A non returnable Love.

At Dad's place. 

What is there to talk about this morning? Not much. For you see, Sweetie slept most of the day away. She slept, or should I say, I let her sleep till noon, and then we went to the golf course so I could hit a some balls, walked in the mall and home. Where she immediately wanted to go to bed. That was around 5pm. She didn't insist that I go with her, so I got some down time. When I did go to bed, she was awake, or I woke her up, don't know which, we said our good nights, and back to La La land she went. 

In my support group, the men have talked about their wives sleeping up to 18 hours a day, near the end of their journey. I still think there are a number of stages that Sweetie hasn't been in yet, and again, Dementia is a very confusing disease, for it never acts the same way in every person. We just have to keep on a daily watch, while trying to live a life with some meaning to it. 

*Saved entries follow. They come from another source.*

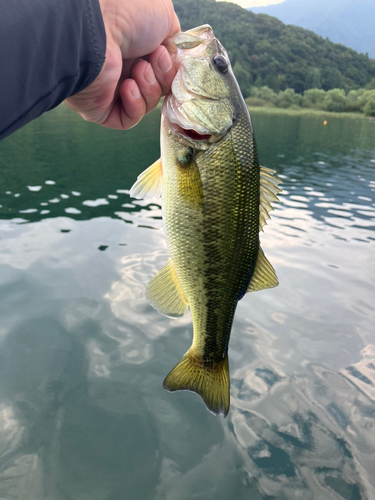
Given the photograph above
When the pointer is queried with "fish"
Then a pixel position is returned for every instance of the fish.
(215, 199)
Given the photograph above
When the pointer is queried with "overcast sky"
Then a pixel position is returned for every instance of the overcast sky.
(253, 3)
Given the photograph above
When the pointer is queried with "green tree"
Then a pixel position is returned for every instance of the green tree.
(264, 93)
(369, 108)
(288, 98)
(313, 98)
(335, 100)
(355, 100)
(313, 79)
(371, 84)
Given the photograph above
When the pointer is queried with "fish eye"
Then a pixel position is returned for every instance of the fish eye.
(221, 64)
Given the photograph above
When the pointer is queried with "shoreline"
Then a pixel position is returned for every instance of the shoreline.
(306, 112)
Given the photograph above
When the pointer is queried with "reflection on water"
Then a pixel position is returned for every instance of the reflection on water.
(82, 354)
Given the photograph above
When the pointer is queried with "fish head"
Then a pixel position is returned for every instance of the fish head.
(200, 107)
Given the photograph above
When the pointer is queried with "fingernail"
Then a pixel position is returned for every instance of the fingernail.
(135, 91)
(164, 62)
(149, 75)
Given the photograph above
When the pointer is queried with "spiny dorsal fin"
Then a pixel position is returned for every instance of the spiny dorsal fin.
(210, 381)
(268, 193)
(264, 275)
(148, 183)
(164, 293)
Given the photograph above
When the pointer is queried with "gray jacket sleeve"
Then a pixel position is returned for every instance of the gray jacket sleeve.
(49, 50)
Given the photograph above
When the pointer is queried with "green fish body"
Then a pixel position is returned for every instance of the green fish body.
(215, 199)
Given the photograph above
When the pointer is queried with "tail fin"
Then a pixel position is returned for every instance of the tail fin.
(211, 382)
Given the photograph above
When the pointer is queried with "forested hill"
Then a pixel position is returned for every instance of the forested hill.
(264, 51)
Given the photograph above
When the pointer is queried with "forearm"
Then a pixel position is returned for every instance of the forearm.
(49, 50)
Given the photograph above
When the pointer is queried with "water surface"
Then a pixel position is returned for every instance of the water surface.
(83, 415)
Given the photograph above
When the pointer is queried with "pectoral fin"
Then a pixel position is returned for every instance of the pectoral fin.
(148, 183)
(264, 275)
(164, 293)
(268, 193)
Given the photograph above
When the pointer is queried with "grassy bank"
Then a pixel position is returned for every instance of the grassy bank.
(304, 112)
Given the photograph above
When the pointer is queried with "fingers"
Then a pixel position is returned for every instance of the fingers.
(139, 94)
(163, 67)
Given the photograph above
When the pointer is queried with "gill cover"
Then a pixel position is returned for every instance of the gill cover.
(200, 97)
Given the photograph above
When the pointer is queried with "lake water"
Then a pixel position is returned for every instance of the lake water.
(83, 415)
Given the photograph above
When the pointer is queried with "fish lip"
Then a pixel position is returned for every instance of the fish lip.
(182, 135)
(181, 127)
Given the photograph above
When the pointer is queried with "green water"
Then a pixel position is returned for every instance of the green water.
(83, 415)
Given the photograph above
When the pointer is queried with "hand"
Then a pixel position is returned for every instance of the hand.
(137, 70)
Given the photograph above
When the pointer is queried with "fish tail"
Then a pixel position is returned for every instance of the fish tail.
(209, 380)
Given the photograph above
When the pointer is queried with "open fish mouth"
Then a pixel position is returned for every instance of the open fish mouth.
(198, 106)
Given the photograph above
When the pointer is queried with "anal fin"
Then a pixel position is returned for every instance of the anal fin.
(164, 293)
(210, 381)
(264, 275)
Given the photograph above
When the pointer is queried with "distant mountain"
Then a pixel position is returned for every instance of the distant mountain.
(264, 51)
(350, 22)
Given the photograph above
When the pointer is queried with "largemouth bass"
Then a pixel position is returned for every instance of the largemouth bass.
(215, 200)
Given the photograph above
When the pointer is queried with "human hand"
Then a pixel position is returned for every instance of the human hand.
(129, 87)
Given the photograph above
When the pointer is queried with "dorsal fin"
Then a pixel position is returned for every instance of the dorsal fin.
(264, 275)
(268, 193)
(148, 183)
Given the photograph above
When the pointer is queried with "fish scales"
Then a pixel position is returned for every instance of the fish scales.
(215, 199)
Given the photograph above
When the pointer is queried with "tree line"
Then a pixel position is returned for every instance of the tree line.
(265, 52)
(360, 100)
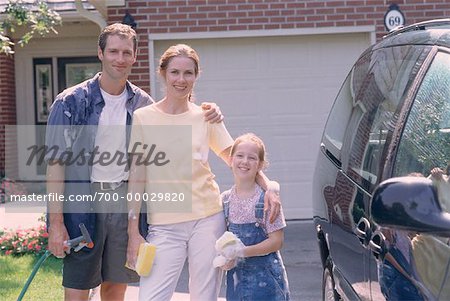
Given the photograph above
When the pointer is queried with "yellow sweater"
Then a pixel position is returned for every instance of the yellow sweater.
(179, 183)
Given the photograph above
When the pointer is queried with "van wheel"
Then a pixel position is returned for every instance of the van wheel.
(328, 291)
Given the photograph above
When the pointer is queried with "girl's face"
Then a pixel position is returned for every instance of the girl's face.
(245, 162)
(180, 77)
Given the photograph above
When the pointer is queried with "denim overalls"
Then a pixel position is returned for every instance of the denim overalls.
(258, 278)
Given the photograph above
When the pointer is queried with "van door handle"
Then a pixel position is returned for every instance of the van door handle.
(330, 155)
(363, 231)
(377, 245)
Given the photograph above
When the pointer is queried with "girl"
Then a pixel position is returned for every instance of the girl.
(261, 274)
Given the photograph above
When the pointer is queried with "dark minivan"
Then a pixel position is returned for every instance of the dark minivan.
(382, 217)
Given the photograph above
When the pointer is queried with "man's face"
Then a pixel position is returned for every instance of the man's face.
(117, 58)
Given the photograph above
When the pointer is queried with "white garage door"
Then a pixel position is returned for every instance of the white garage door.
(280, 88)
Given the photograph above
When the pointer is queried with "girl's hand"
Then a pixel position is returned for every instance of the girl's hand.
(229, 265)
(437, 173)
(272, 200)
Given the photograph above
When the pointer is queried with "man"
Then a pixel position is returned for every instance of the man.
(88, 133)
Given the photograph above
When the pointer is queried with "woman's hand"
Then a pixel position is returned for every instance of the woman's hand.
(134, 242)
(212, 112)
(272, 200)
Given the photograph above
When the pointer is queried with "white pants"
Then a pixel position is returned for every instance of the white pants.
(194, 240)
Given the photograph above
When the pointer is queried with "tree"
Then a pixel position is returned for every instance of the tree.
(37, 16)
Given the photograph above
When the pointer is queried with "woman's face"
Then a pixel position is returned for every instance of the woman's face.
(180, 77)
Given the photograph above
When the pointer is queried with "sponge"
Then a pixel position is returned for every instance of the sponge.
(228, 238)
(145, 259)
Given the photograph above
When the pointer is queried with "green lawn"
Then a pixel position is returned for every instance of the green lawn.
(14, 272)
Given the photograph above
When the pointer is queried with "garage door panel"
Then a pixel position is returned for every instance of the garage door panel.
(280, 88)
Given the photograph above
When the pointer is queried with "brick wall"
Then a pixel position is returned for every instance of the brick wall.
(173, 16)
(7, 116)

We have to wear masks when we are walking the mall, and that is something that Sweetie is having a difficult time with. She is always using me as to what she should be doing. It sometimes overwhelms her trying to keep the bandana in place. We also have disposable masks that are better for her in the mall. She will let it slip below her nose, and as if it is OK, and of course it is. I'm counting the days until we won't be able to walk the mall, because she is happy to go in, and almost as soon as we're walking, she wants to get out and home. This too is another stage of Dementia where the fear of outside, or away from the home is a frightening experience for them. 

As of now, there is just one voice that I listen to, and that is the voice of my Driver. He is the one that is helping me care for Sweetie in the loving and caring way that I do. You see, I am a very selfish man, I could never have taken on this role as caregiver to Sweetie as I have. It comes from somewhere outside of me, and over the years, I know now where that comes from. Its the daily drives that we have. I get refreshed, encouraged, and get the knowledge to know that love is the greatest of all. Faith, Hope and Love, and the greatest is Love. To show this love, a non returnable love, a non demanding love, was something that I never knew how to give. If there is one gift Driver has given me, it is to show and pour this love all over Sweetie and the only way to get more of this love is to give it all away. So, now it is time for me to head out and get into the car, cool sunglasses on, and Driver smiling. We're off, down the Road to Dementia Town, Keeping our Shiny Side Up. If your a solo driver, maybe you can tune your radio in to the Driver's station, and catch some love for yourself. As you travel down the Road to Dementia Town, Keeping your Shiny Side Up. TTFN, Love Ya and God Bless.